Healthcare spending impacts on the quality of services, and more fundamentally the quality of people’s lives. This presents governments attempting to move away from a reliance on publicly provided services to private healthcare with major political problems. The NHS employs over 1.5 million people, representing the fifth biggest single employer in the world. Healthcare is labour-intensive and heavily based on human interaction and customised care. As such, efficiency improvements through the use of technologies and automation, the trend in all other industries, is much more difficult. Despite this, the healthcare industry continues to gamble vast sums of money and its hopes for future global profit on medical technological developments.
Certainly, in terms of ratios of nurses to patients in hospitals the numbers have fallen, with the safety limit of one nurse for every seven patients set by National Institute for Health and Care Excellence guidelines in 2018 regularly exceeded. Reducing staff numbers and making the rest work harder (increasing the rate of exploitation) is a tried and tested way in which industrial capitalism has traditionally sought to generate more profit, and this is evidenced in healthcare generally through a wealth of recent research.
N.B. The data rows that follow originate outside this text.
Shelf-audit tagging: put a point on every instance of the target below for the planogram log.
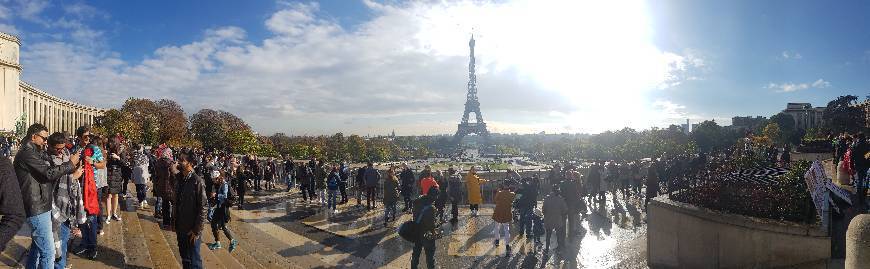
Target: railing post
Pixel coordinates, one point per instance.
(858, 242)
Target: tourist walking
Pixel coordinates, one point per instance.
(373, 178)
(526, 203)
(305, 182)
(652, 182)
(242, 176)
(116, 181)
(406, 181)
(37, 176)
(570, 191)
(320, 175)
(11, 206)
(90, 194)
(290, 173)
(472, 183)
(391, 195)
(141, 175)
(424, 213)
(360, 182)
(554, 210)
(332, 189)
(503, 216)
(67, 209)
(343, 175)
(191, 203)
(220, 211)
(454, 190)
(166, 173)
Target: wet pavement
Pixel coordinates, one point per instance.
(612, 234)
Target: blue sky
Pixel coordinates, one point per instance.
(369, 67)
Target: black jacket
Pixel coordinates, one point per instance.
(10, 203)
(191, 203)
(36, 177)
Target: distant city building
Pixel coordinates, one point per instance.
(23, 103)
(746, 122)
(866, 106)
(805, 115)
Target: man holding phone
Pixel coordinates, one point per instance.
(37, 176)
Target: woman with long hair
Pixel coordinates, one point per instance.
(115, 167)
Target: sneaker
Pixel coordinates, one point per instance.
(233, 244)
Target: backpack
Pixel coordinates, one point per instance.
(231, 196)
(410, 230)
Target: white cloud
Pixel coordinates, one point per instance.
(791, 87)
(31, 10)
(405, 67)
(791, 55)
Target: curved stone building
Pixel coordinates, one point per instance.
(20, 101)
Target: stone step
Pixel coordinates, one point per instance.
(135, 244)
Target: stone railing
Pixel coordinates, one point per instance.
(681, 235)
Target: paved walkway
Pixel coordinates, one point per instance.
(279, 230)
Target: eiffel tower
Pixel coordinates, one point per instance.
(472, 105)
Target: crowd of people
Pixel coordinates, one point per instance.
(71, 186)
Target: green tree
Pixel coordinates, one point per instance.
(840, 116)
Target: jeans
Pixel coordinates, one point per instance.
(63, 233)
(370, 196)
(305, 194)
(526, 221)
(332, 196)
(429, 245)
(190, 258)
(506, 236)
(167, 212)
(158, 206)
(89, 233)
(343, 188)
(42, 248)
(454, 209)
(220, 224)
(140, 192)
(389, 211)
(560, 237)
(321, 193)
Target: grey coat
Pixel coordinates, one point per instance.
(554, 211)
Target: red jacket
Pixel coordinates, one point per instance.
(426, 184)
(89, 193)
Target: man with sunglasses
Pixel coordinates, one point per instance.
(37, 176)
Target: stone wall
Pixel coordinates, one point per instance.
(681, 235)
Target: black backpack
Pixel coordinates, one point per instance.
(410, 230)
(231, 195)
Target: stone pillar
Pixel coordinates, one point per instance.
(858, 242)
(10, 75)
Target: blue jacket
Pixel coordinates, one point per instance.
(332, 181)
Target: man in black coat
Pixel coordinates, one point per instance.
(406, 186)
(11, 206)
(192, 203)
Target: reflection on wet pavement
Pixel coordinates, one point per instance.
(612, 234)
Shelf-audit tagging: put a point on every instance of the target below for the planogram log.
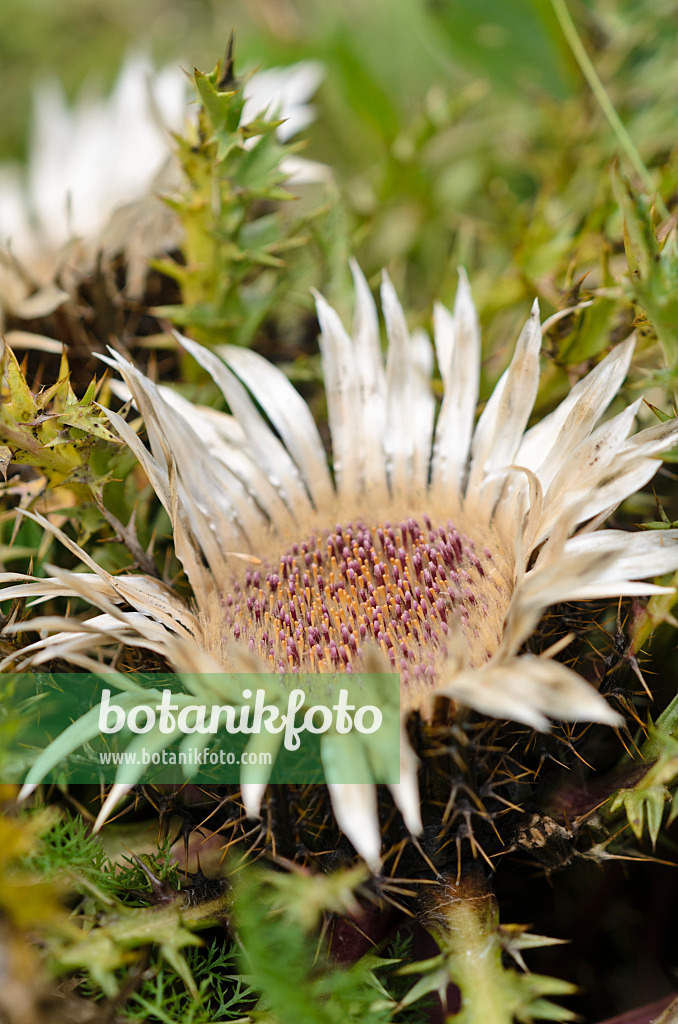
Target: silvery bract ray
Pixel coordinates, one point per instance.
(432, 544)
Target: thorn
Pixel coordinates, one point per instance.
(227, 77)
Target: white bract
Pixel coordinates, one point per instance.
(91, 159)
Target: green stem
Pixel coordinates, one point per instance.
(463, 919)
(598, 90)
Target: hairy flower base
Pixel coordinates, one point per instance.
(399, 587)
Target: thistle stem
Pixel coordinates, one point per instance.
(463, 918)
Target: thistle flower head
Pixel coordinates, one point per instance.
(434, 540)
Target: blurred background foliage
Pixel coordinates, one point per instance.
(458, 133)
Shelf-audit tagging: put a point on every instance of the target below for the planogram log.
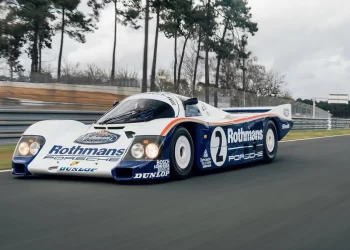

At a European-wide level, Rachel Tansey of the Corporate Europe Observatory reports that squeezing profits for shareholders out of health services contextualises deteriorating working conditions across the European Union. Worse pay, reduced staff levels, greater workloads and more stress all negatively affect safety and quality of care. Greater health inequality is fostered as private, for-profit providers ‘cherry pick’ lower-risk and paying patients, while higher-risk and poorer patients, or those needing emergency care, remain reliant on under-resourced (thanks to austerity) public health service provision.
A combined set of EU-level pressures have helped create a pro-privatisation environment. While there is no single channel of influence in Brussels of private healthcare interests, there is evidence of corporate lobbying influenced by big business groups, companies and think tanks. This, and a shared underpinning ideology centred on the idea that health markets are better at providing for our health needs, helps feed the financial and political agenda that encourages more privatised models of healthcare. The model rests on the view of healthcare as a commodity, bought and sold on a healthcare market. Moreover, health itself becomes a commodity, secured and maintained by an individual’s ability to afford sufficient health-promoting goods. As Thomas Kuhn would put it, this market-oriented view of health forms the ‘dominant paradigm’ in health and healthcare today.
Healthcare models globally have fundamentally changed over the last half century and they continue to do so. Previously, in the years following World War II, governments were primarily responsible for attending to the health needs of their populations, developing versions of state-driven welfare provision to provide medical and social care directly. From the late 1970s onwards this began to change, and increasingly healthcare came to be dominated by private healthcare capital, which now touches every corner of the globe.